Primary Care Companion
Login  

This entire article is available in Full Text to registered users.

 

The article you requested is

Clinical Implications of Genetic Variation in the Serotonin Transporter Promoter Region: A Review.

Prim Care Companion J Clin Psychiatry 2009;11(3):93-102
10.4088/PCC.08r00656

Objective: To determine the state of the art in understanding the role of genetic variation in the serotonin transporter (5-HTT) promoter region (5-HTTLPR) in the development of a depressive episode and in its response to treatment.

Data Sources: PubMed and Ovid were used to search for articles published prior to December 2007 utilizing the key words serotonin transporter, 5-HTT, 5-HTTLPR, serotonin transporter gene, and SLC6A4.

Study Selection: All studies were reviewed, but case reports and small case series were excluded.

Data Extraction: All relevant articles were read by at least 2 of the coauthors and notes regarding study design, measures, data analysis, and findings were later used to construct the review.

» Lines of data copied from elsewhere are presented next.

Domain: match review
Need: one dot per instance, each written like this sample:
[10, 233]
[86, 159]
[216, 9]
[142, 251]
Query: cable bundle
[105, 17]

Data Synthesis: A common genetic variant, the short allele, in which 44 base pairs are missing from the promoter of SLC6A4, is associated with a greater risk for developing a major depressive disorder in patients following exposure to adversity. This association appears to be most important in the early stages of the depressive disorder. Additionally, the likelihood of a positive response to antidepressant treatment may be reduced in these patients in terms of delayed response, greater adverse event load, or, in bipolar patients, mania induction and rapid cycling.

Conclusions: Selected genetic testing of patients with a recent history of significant adversity may be a reasonable tool that can enlighten treatment options and the course of illness. Ongoing work with the short allele of 5-HTT may also inform clinical guidelines of long-term treatment with antidepressants.